Une conférence de Michel Maxime Egger au Centre interrégional de perfectionnement (CIP) de Tramelan (Suisse), 14 septembre 2021.

Cette mutation induit pour moi une nouvelle manière de s’engager, au carrefour du politique et de la spiritualité: la personne méditante-militante. Alliant réflexion et praxis, elle s’est incarnée de quatre manières. Premièrement, elle a donné lieu à un travail d’écriture, avec à la clé plusieurs ouvrages, de nombreux articles et émissions dans les domaines de l’écospiritualité, de l’écopsychologie et de la spiritualité. En 2005, à l’invitation de la théologienne Lytta Basset, j’ai participé au lancement de La Chair et le Souffle, une revue d’anthropologie et de spiritualité publiée par la Faculté de théologie de l’Université de Neuchâtel et, dans les dernières années, les éditions Labor et Fides. J’ai été membre du comité de rédaction jusqu’à la cessation de la revue en 2015.

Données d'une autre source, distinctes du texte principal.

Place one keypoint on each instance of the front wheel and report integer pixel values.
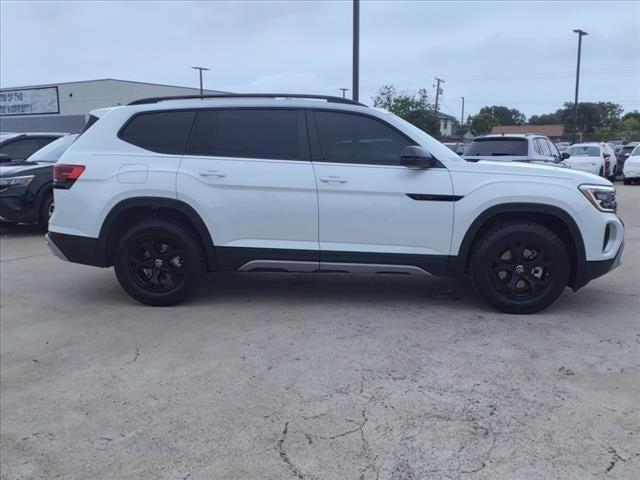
(159, 262)
(520, 268)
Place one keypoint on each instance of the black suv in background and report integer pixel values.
(26, 186)
(19, 146)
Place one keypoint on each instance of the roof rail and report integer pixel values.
(328, 98)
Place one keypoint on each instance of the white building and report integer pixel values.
(447, 124)
(63, 107)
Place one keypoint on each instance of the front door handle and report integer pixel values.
(212, 173)
(333, 179)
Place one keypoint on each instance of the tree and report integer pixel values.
(504, 115)
(414, 107)
(483, 123)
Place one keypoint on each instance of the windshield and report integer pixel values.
(53, 151)
(494, 147)
(584, 151)
(425, 140)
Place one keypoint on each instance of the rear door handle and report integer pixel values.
(212, 173)
(333, 179)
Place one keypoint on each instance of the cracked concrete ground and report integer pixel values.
(274, 376)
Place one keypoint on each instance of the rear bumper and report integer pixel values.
(76, 249)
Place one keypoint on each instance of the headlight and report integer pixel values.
(601, 196)
(16, 181)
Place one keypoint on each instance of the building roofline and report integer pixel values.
(43, 85)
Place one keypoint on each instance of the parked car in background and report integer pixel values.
(589, 157)
(165, 189)
(459, 147)
(621, 157)
(528, 148)
(19, 146)
(631, 169)
(26, 186)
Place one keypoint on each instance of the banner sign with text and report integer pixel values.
(31, 101)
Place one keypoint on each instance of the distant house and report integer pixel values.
(447, 124)
(554, 132)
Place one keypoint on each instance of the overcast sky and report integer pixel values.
(519, 54)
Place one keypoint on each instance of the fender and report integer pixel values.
(155, 203)
(457, 264)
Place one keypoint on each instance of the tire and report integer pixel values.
(46, 210)
(520, 267)
(159, 262)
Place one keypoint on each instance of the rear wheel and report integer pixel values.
(159, 262)
(520, 268)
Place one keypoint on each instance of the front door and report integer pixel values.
(371, 209)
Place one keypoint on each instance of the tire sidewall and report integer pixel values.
(193, 258)
(495, 241)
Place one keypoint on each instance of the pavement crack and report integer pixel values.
(285, 456)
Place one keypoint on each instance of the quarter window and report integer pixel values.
(161, 132)
(250, 133)
(349, 138)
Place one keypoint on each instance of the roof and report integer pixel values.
(546, 130)
(105, 80)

Secundo, j’ai fondé en 2004 et animé depuis lors le site Trilogies – Entre le cosmique, l’humain et le divin, pour mettre en dialogue traditions spirituelles, quêtes de sens, écologie et grands enjeux socio-économiques de notre temps. Plateforme parrainée par de nombreuses personnalités contributrices comme Thomas d'Ansembourg, Khaled Bentounès, Adbennour Bidar, Dominique Bourg, Claire Gibault, Jean-Claude Guillebaud, Edgar Morin, Pierre Rabhi ou encore Annick de Souzenelle, elle est devenue un site plus personnel en 2022.

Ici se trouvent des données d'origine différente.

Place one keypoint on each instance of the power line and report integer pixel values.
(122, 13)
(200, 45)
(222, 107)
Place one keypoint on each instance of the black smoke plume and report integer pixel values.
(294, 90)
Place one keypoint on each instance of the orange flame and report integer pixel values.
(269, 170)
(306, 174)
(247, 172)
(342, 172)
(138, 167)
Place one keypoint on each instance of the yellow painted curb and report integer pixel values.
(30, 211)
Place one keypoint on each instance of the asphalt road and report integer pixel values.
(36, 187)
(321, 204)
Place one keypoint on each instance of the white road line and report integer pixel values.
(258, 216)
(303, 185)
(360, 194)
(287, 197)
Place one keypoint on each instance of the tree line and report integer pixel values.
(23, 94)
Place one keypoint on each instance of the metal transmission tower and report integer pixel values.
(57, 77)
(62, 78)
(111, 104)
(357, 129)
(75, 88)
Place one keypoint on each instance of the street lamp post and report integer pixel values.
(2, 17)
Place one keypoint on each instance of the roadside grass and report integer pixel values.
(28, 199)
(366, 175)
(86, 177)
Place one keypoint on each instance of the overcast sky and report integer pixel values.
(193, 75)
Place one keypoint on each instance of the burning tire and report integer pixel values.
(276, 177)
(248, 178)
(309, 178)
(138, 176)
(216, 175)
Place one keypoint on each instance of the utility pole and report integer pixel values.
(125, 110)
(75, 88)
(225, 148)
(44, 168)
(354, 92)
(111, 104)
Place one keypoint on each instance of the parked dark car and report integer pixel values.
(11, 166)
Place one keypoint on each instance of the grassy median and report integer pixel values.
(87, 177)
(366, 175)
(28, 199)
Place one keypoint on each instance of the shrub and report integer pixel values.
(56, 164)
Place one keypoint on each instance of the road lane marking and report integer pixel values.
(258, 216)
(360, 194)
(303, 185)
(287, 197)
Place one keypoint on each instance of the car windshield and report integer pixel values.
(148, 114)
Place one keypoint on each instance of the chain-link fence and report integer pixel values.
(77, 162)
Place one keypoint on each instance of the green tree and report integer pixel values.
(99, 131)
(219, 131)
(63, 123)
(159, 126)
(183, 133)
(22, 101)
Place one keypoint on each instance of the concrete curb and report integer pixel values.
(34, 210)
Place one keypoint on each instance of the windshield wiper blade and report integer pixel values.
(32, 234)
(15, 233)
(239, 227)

Tertio, depuis le début de 2014, j’ai été invité à codirigé avec Philippe Roch la collection Fondations écologiques aux éditions Labor et Fides. Quarto, en août 2016, l’ONG suisse Pain pour le prochain (devenue l’EPER en 2022) m’a offert l’opportunité de créer un Laboratoire de transition intérieure. Porté également dès 2020 par Action de Carême, il se veut un lieu d’exploration et d’expérimentation des dimensions culturelles, psychologiques et spirituelles de la transition écologique et sociale. Mon départ à la retraite professionnelle en juin 2023 a marqué la fin de la saison 1 de cette initiative et le départ de la saison 2, avec en partie une nouvelle équipe et une redéfinition stratégique.